Well, Houston is about to be the epicenter of the sports universe. In advance of the upcoming big game, thousands upon thousands of out-of-towners are going to descend upon the Bayou City for a week of parties, concerts, fan events and, of course, the biggest sporting event in America. They will pack hotels and local restaurants and try to make some use of the light rail, which was kinda built for this game when it first took place at NRG Stadium 13 years ago.
In addition to coming to town to support their favorite team, or even just to be a part of sports history, many of these folks will also use their visit as an opportunity to get to know a new city. And because Super Bowl week is meant for revelry, these out-of-towners will likely be looking to do so by checking out some of our city’s favorite icehouses, watering holes, nightclubs and any other place where spirits are served and good times can be had.
So, welcome and howdy to you non-Houstonians. These are the ten bars that best personify our city.

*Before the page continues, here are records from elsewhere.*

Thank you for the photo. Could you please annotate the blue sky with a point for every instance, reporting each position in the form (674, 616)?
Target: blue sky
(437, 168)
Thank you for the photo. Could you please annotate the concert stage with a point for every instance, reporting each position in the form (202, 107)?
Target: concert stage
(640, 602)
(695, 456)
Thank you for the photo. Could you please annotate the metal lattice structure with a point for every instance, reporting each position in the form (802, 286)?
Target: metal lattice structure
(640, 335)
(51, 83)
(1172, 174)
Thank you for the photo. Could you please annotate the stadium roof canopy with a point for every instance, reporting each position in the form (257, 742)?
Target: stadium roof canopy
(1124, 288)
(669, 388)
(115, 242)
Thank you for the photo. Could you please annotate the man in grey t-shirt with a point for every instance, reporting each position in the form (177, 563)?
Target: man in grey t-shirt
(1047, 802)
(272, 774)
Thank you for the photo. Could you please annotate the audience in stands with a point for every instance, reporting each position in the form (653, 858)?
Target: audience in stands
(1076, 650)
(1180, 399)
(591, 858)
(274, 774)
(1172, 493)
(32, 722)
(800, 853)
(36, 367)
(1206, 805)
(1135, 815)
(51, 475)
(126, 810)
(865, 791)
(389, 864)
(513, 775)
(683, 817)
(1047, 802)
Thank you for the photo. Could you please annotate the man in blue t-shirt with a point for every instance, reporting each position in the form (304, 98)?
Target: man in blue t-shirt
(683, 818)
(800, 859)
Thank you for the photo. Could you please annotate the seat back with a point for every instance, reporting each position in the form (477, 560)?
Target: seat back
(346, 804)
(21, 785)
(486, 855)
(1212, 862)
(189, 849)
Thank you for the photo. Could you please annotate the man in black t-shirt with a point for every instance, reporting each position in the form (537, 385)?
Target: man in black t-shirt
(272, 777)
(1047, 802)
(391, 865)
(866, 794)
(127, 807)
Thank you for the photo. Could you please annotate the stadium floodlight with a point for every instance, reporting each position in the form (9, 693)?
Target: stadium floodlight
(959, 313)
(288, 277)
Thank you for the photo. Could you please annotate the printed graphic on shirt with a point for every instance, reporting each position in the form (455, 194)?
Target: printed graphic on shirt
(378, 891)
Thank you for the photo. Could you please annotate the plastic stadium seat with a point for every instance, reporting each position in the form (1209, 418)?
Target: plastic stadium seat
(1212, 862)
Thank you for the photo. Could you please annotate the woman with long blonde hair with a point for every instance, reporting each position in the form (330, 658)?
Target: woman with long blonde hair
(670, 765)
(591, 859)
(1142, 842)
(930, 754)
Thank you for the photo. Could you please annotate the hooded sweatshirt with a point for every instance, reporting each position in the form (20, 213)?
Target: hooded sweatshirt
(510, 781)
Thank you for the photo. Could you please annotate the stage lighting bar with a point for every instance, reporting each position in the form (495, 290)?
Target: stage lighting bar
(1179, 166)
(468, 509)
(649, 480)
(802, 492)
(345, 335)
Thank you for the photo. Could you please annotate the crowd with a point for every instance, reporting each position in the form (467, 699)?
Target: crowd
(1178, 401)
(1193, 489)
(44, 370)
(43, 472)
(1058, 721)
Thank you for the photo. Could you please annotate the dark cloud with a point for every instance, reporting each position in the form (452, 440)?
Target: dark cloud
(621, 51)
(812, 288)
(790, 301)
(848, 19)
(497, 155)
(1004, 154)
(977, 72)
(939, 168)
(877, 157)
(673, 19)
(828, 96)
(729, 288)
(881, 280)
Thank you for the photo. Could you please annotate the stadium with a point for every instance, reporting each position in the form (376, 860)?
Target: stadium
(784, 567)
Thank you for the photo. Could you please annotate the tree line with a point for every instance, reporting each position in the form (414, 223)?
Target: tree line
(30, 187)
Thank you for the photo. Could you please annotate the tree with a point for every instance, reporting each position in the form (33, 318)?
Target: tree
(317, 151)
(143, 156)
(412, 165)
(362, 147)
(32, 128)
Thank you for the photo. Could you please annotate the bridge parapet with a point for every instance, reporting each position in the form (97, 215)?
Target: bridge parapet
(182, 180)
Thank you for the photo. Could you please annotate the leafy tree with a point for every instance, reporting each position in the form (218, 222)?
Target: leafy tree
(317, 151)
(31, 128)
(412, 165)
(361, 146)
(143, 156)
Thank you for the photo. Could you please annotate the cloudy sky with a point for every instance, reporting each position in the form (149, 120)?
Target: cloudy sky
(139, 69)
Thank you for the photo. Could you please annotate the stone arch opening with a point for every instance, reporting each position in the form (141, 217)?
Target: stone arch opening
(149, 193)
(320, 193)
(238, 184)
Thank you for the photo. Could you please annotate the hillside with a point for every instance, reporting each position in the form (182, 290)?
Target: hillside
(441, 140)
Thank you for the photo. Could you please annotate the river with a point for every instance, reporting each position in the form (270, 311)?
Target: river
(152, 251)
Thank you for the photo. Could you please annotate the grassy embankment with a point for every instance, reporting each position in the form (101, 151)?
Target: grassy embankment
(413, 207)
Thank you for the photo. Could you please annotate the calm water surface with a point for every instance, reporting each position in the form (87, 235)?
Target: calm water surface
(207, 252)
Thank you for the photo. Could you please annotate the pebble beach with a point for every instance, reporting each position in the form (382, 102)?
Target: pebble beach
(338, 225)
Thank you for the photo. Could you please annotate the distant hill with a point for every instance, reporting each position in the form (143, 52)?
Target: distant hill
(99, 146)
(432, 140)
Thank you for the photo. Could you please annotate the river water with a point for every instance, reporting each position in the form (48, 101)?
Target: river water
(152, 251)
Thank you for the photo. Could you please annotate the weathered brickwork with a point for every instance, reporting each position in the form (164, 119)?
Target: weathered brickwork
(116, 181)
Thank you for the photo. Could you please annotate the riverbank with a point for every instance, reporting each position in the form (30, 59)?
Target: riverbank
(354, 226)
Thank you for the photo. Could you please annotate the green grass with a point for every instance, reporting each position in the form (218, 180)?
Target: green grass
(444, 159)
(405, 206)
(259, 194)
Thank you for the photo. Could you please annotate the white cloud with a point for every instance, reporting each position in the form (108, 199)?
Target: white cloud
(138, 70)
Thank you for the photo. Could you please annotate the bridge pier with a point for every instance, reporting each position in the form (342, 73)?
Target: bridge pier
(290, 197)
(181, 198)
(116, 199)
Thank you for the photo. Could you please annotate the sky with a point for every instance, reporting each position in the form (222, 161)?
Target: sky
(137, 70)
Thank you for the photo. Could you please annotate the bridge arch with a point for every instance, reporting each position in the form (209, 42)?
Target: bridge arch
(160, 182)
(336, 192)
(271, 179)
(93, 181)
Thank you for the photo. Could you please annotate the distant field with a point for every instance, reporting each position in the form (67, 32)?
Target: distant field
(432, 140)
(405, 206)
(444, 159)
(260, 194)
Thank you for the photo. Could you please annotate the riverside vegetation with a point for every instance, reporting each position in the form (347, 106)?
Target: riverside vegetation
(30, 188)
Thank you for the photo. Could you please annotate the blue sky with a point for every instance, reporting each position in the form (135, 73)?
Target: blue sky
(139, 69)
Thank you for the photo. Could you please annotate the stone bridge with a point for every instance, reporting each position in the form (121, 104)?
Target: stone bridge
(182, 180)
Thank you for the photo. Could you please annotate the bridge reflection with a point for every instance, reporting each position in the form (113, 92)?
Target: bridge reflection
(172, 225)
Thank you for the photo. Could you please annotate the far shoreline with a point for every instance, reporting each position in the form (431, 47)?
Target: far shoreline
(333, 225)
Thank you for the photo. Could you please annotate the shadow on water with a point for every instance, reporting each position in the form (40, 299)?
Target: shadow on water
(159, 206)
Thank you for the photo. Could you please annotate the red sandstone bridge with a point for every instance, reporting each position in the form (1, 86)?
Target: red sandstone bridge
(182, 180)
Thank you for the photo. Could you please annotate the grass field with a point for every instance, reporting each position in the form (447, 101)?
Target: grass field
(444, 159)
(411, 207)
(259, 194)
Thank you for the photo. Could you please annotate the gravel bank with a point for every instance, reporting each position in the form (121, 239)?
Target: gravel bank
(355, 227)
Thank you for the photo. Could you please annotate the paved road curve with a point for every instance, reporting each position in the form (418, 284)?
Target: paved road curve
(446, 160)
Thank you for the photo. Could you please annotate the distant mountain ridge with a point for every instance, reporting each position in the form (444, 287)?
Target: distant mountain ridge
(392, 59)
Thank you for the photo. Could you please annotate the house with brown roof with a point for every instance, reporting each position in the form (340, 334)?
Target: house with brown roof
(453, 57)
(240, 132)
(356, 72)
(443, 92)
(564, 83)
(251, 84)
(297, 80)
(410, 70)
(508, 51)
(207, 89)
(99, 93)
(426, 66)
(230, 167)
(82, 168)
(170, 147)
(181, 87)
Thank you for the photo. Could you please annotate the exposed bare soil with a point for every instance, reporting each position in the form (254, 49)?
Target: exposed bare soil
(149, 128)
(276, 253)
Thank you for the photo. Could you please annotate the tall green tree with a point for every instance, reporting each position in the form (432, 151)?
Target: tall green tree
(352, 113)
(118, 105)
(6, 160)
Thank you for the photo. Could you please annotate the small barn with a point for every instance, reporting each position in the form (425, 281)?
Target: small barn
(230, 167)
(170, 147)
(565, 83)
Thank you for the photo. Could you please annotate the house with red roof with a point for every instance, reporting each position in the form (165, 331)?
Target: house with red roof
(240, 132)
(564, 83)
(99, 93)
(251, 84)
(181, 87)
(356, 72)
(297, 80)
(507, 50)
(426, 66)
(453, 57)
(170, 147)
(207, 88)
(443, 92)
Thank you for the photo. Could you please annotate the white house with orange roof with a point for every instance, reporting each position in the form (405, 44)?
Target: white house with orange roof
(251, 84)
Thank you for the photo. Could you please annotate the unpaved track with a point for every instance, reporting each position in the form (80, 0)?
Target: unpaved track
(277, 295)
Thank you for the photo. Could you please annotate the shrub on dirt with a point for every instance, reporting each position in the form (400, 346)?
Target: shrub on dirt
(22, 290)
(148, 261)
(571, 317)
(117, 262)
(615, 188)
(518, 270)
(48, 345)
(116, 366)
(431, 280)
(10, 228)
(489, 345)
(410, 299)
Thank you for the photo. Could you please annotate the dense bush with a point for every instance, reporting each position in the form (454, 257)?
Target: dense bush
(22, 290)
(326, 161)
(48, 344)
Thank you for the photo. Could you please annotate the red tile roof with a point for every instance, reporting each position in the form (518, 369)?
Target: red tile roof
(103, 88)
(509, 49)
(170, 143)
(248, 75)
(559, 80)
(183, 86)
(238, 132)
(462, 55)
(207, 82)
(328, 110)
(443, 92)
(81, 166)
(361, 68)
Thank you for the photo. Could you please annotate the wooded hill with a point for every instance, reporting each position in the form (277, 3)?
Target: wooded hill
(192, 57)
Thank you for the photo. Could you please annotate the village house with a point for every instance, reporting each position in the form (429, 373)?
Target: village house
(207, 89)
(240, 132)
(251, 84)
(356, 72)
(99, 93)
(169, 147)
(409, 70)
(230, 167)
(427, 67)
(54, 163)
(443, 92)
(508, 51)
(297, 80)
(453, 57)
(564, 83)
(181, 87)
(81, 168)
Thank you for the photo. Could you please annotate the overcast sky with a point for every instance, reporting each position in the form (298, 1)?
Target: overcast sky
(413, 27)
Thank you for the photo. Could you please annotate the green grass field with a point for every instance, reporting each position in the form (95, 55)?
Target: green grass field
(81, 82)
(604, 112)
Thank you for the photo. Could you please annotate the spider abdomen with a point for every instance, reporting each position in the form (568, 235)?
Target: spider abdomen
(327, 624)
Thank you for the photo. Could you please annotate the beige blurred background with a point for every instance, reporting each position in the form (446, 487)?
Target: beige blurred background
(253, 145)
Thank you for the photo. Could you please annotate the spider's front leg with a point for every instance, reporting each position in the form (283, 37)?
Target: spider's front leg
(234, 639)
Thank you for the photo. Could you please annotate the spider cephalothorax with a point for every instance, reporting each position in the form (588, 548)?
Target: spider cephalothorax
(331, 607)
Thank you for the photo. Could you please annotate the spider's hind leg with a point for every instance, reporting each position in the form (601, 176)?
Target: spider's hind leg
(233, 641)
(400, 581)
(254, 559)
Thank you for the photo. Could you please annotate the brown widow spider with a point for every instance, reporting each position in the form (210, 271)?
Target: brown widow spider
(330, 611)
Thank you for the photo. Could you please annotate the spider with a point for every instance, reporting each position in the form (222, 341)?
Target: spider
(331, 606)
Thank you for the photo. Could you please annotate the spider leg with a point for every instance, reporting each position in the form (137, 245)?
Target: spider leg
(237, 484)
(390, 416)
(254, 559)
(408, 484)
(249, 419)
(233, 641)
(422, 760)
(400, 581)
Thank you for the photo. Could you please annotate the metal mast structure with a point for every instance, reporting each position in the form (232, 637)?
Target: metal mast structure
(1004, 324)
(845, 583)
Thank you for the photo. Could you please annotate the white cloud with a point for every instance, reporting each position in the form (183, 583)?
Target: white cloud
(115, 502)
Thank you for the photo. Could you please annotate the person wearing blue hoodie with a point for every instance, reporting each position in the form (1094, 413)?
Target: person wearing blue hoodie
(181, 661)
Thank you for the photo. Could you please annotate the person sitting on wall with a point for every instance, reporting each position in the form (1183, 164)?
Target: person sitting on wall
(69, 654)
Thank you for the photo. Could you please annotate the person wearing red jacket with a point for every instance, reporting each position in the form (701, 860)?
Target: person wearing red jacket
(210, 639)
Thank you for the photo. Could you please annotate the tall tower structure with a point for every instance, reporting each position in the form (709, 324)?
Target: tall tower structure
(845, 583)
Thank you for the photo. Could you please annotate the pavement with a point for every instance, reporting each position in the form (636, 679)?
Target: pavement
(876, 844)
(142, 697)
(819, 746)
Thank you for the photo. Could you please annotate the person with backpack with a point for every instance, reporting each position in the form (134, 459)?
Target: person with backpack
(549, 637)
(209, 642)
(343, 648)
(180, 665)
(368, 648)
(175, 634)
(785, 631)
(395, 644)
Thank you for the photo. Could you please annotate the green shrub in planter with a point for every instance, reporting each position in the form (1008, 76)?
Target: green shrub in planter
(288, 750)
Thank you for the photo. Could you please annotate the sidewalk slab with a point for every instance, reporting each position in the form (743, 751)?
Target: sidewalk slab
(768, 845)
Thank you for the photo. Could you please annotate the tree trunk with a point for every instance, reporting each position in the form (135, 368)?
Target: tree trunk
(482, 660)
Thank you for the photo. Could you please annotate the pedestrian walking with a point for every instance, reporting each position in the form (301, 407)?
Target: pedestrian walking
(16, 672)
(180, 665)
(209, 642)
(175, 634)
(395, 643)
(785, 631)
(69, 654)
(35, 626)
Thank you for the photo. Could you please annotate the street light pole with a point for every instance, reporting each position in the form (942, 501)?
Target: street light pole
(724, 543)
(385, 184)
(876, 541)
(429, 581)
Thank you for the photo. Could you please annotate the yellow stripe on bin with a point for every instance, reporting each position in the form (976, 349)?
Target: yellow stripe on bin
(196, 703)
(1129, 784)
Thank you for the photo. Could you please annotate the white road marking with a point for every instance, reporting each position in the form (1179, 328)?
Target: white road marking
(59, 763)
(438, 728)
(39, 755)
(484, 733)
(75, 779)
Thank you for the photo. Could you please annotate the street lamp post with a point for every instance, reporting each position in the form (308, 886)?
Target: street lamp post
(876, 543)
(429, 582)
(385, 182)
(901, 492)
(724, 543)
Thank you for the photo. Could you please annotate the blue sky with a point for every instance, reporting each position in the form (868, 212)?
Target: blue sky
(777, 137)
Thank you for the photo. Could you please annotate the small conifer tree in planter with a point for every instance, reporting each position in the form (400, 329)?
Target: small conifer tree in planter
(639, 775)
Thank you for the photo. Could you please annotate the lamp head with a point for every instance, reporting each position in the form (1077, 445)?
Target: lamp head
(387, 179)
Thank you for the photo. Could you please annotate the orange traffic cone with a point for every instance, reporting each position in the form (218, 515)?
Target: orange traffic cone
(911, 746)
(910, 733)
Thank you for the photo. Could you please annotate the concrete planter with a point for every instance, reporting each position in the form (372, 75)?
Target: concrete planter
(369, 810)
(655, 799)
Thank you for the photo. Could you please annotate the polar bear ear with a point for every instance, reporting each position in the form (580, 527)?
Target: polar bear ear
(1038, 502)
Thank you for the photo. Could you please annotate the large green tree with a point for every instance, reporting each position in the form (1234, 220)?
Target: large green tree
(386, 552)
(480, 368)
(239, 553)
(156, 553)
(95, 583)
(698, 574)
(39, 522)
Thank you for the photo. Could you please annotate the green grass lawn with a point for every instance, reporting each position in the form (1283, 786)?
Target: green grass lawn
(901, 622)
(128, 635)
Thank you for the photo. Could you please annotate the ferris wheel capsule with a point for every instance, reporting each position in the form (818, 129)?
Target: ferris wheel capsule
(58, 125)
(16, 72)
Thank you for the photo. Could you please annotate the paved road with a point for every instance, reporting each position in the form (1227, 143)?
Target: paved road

Downtown Houston is basically going to be Super Bowl central, which is nice, considering its bar scene has really exploded in recent years. The best way to describe Notsuoh (Houston spelled backwards) is as a weird, hip little dive bar. Some dive bars in and around our city are just that, run-down joints that cater to regulars and do it well. Notsuoh, meanwhile, has an artier vibe and certainly offers a wide array of clientele. But the live music (often free) is on point and the drinks are cheap; Notsuoh embodies all that’s right with Houston, and it’s not just in the name. (314 Main, notsuoh.com)
9. OKRA CHARITY SALOON
Speaking of downtown, architecture buffs and charitable types will enjoy their time at OKRA. For starters, the building – open, airy, spacious and soaked with natural light – is the crown jewel of downtown Houston bars. Second, all of the proceeds generated from drink sales go to any number of local charities and nonprofits. Organizations that have benefited from OKRA’s generosity include Rescued Pets Movement, the Houston Museum of Natural Science and Project Autism. (924 Congress, friedokra.org)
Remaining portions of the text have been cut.